- Print
- DarkLight
- PDF
How can I improve robot performance?
A single robot execution will run from start to finish in a single processing thread, meaning that it will select one button at a time and visit one page at a time.
To increase efficiency, you can split your robot into two:
- one that gets all the URLs of the pages to visit and
- one that takes those URLs as input.
This allows the robot to visit pages concurrently (up to your account's concurrency limit), significantly speeding up execution time.
Be aware that increasing concurrency should be done with care and respect for the target site to not interrupt services or cause excessive load/stress on the site.
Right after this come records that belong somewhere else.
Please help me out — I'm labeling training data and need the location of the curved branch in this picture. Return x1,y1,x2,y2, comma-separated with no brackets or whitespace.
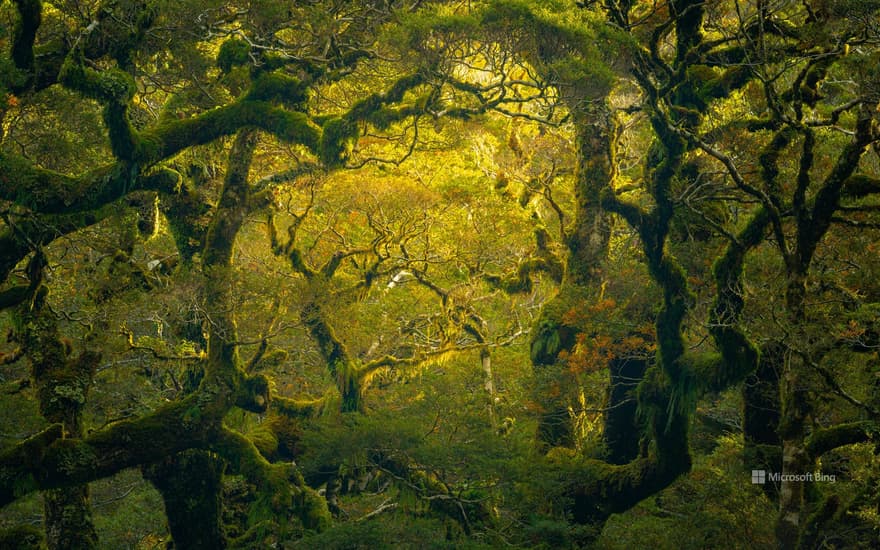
805,421,876,459
0,395,216,508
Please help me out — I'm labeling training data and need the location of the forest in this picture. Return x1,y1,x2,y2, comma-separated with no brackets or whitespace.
1,0,879,548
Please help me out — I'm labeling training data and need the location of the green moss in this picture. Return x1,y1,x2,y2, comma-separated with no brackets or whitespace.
299,487,331,531
248,423,280,459
143,101,320,162
246,73,308,108
183,405,202,425
318,117,358,166
218,38,251,73
0,524,43,549
59,54,135,103
530,284,590,365
144,450,227,548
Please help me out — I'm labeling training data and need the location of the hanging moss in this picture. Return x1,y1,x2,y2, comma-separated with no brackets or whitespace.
318,117,359,166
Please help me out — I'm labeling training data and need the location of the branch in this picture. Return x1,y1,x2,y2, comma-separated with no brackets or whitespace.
143,100,320,164
600,188,646,230
0,92,318,216
271,395,326,418
701,208,771,391
356,498,398,521
211,427,329,530
806,421,875,459
0,395,216,508
120,324,204,362
842,175,880,198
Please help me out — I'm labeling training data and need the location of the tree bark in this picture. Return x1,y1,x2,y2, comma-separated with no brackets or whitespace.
14,256,99,550
143,450,227,550
533,106,615,451
603,355,647,464
743,342,782,498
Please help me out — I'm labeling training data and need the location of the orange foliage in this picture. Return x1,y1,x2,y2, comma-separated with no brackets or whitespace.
589,298,617,313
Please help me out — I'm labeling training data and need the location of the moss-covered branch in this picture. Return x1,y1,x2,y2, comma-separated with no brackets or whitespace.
564,448,689,524
0,394,217,507
212,427,330,531
372,450,491,534
59,47,138,160
272,395,326,418
0,185,173,287
0,89,317,217
697,208,770,391
805,421,875,460
799,111,876,272
143,100,320,164
318,72,425,166
842,174,880,198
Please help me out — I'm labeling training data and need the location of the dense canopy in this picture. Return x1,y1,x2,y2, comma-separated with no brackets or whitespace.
1,1,879,548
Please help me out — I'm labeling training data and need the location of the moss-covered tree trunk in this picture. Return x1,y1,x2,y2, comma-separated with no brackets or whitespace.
156,129,255,550
773,110,875,548
603,355,647,464
532,106,614,451
14,254,99,550
776,276,813,548
743,342,782,497
0,5,333,533
299,300,363,413
144,450,227,549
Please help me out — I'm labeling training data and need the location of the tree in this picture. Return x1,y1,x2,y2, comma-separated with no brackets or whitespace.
2,0,879,548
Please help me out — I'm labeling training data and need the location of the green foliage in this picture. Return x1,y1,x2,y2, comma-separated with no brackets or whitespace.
3,1,880,548
596,436,776,549
90,470,168,549
0,524,43,549
291,515,496,549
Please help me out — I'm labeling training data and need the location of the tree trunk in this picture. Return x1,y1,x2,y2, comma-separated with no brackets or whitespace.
16,269,99,550
743,341,782,498
144,450,227,549
481,348,498,429
603,355,647,464
776,277,813,549
43,486,96,550
533,107,615,451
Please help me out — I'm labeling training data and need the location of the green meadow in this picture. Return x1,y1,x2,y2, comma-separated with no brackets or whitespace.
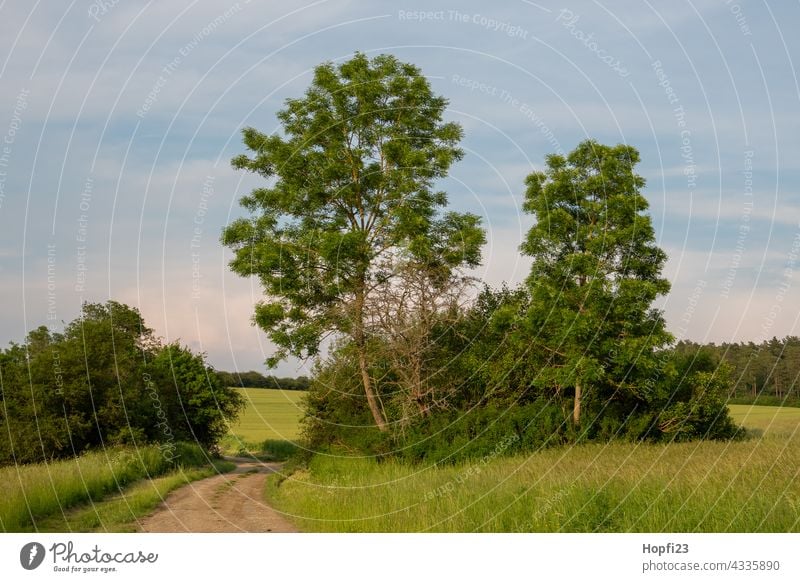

For smaller sites, stay below a maximum of 10 concurrent robots. For sites that experience larger amounts of traffic, you can probably go a bit higher.
Always read the terms and policies for the site you're scraping to ensure you're complying with their terms.
How do I disable images, stylesheets and Javascript?
You cannot globally disable images, stylesheets or javascript with a single click, but you can prevent specific network requests which will speed up load time.
How to block or ignore network requests
Blocking network requests for certain unnecessary elements can improve robot performance.
When using the robot editor,
- Select the Network tab to get an overview of the network traffic involved in a page request.
- Select the URL icon to mark scripts and elements for blocking or ignoring.
- Here, you can block/ignore specific URLs/file types or entire domains.
By default, we block Google Analytics and other tracking scripts; we don't want to skew the analytics data of any Web site we scrape.